Embora um pouco ignorante de minha parte no conteúdo referente a alguns filósofos, eu vejo as catastrofes sempre acontecendo na Terra, pois a mesma encontra-se sempre em mudanças, mas o unico que não muda é a mente do ser que chamamos de humano, que é egoista, que não se importa com seu semelhante e também que não faz nada para mudar, esse sim, pode ocassionar uma catastrofe e fazer que a humanidade desapareça da face da Terra. Portanto se isso não ocorrer vai demorar mais de milenios para que essa mente mude, e comece a tratar com dignidade essa especime chamada de Humano.
Meu amigo Adelino as suas palavras e seu modo de pensar e escrever estão de Parabéns, continue sendo essa pessoa maravilhosa.
Desculpe algum erro e concordância de português, como você sabe não é o meu forte.
Abraços.
Prof.
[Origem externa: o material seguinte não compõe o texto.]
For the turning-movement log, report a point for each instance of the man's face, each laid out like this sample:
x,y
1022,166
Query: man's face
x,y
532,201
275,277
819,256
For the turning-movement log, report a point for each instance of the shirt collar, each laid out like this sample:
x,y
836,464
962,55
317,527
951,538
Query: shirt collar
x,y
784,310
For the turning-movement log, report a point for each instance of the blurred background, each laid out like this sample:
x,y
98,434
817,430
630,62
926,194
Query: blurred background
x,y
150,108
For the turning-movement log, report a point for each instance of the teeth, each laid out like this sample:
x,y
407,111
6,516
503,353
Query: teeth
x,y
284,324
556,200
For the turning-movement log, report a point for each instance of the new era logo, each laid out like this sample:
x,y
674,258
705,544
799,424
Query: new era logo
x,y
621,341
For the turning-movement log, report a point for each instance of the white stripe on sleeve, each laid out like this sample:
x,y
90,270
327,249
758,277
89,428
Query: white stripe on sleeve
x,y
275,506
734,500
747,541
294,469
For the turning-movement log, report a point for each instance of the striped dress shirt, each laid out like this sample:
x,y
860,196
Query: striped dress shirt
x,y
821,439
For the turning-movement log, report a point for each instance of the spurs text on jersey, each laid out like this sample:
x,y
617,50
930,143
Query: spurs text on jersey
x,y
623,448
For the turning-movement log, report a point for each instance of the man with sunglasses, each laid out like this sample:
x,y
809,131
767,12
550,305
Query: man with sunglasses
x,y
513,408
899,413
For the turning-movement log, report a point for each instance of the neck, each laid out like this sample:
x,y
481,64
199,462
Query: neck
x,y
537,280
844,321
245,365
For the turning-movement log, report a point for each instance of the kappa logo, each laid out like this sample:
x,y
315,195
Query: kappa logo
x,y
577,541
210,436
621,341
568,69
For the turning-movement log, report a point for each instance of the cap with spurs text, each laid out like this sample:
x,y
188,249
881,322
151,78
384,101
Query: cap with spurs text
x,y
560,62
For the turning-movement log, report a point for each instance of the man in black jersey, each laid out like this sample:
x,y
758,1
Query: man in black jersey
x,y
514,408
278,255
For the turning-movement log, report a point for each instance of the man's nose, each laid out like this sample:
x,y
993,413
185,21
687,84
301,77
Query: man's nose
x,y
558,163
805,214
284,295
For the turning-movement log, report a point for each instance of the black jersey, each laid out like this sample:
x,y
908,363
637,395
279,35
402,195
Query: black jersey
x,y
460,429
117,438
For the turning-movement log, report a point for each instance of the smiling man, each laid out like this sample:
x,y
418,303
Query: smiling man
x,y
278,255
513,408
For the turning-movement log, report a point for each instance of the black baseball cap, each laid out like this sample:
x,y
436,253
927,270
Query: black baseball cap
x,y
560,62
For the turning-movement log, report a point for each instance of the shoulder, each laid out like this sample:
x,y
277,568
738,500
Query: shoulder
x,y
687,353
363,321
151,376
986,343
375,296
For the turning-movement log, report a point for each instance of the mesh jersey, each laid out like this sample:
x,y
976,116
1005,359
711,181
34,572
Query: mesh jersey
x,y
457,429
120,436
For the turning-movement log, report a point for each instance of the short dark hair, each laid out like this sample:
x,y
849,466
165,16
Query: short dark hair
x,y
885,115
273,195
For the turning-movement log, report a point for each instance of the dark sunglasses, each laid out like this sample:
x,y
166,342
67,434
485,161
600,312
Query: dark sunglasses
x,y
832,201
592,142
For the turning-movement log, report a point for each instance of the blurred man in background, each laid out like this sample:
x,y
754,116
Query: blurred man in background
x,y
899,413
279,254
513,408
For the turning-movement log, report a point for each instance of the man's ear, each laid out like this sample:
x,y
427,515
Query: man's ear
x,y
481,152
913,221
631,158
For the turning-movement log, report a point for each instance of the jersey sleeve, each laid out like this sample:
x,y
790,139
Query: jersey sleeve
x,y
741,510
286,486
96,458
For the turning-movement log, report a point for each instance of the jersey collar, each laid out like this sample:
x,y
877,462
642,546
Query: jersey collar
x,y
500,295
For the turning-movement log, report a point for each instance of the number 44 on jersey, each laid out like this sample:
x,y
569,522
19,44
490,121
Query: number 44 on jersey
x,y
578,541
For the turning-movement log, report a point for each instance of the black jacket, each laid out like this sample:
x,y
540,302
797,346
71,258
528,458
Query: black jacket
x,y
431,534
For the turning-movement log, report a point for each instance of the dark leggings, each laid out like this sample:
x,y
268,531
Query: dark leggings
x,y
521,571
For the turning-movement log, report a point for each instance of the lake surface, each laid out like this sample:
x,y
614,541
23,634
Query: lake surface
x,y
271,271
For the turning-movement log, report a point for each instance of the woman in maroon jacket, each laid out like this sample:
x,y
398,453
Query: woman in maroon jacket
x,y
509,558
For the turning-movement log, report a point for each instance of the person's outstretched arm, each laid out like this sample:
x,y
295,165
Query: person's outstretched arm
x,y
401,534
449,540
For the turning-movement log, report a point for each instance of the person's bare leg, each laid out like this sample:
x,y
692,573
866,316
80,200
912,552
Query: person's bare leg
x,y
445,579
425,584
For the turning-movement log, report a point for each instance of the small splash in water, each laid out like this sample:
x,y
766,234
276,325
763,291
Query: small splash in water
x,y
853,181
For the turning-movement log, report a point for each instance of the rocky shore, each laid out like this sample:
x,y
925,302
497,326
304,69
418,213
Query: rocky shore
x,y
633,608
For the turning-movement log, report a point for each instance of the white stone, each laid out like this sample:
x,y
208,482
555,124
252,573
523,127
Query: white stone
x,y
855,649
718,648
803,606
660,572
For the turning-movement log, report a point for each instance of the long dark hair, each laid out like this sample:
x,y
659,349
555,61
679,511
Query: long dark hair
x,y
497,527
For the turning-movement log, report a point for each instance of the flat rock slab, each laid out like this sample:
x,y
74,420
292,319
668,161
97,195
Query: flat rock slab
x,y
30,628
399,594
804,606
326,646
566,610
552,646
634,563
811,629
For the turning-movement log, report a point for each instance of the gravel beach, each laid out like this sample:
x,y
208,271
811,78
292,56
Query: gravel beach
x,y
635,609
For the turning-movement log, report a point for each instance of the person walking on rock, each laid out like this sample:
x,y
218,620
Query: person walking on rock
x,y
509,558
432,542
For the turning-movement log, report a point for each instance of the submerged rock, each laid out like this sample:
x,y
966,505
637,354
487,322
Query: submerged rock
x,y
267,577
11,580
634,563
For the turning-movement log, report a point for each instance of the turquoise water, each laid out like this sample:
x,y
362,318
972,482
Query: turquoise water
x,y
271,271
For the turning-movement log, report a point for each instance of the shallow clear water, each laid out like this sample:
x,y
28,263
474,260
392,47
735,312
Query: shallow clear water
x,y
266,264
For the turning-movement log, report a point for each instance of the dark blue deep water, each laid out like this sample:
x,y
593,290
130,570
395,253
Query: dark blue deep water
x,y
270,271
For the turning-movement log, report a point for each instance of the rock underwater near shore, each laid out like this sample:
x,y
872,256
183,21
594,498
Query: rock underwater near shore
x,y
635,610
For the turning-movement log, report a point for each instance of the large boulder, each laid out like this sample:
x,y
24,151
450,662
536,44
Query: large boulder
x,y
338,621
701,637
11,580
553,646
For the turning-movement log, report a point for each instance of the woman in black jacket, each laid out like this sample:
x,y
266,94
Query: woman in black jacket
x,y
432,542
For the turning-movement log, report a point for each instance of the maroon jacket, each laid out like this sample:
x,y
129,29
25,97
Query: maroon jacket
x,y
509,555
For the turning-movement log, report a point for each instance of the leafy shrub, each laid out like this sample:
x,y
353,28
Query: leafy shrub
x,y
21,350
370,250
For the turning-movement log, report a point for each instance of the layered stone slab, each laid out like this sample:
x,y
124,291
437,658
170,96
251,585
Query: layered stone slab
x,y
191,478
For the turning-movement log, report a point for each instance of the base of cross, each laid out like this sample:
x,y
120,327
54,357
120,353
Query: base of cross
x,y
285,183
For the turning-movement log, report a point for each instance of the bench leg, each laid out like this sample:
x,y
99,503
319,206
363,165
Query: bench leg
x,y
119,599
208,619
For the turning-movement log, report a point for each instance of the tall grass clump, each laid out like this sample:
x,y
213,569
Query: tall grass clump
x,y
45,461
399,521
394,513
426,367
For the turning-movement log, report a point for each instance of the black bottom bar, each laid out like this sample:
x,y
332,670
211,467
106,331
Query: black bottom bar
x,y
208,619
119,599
Claudinei Bigaton
Eng. Mecânico e Físico
Estimado Prof. Bigaton,
Agradeço pela interlocução… Muito me honra a sua leitura atenta de minha reflexão… O professor analisa muito bem, o ser humano é responsável pelos grandes dramas que se encontra… e o egoísmo, sem dúvida, é a doença perversa de nosso tempo…
Esteja bem!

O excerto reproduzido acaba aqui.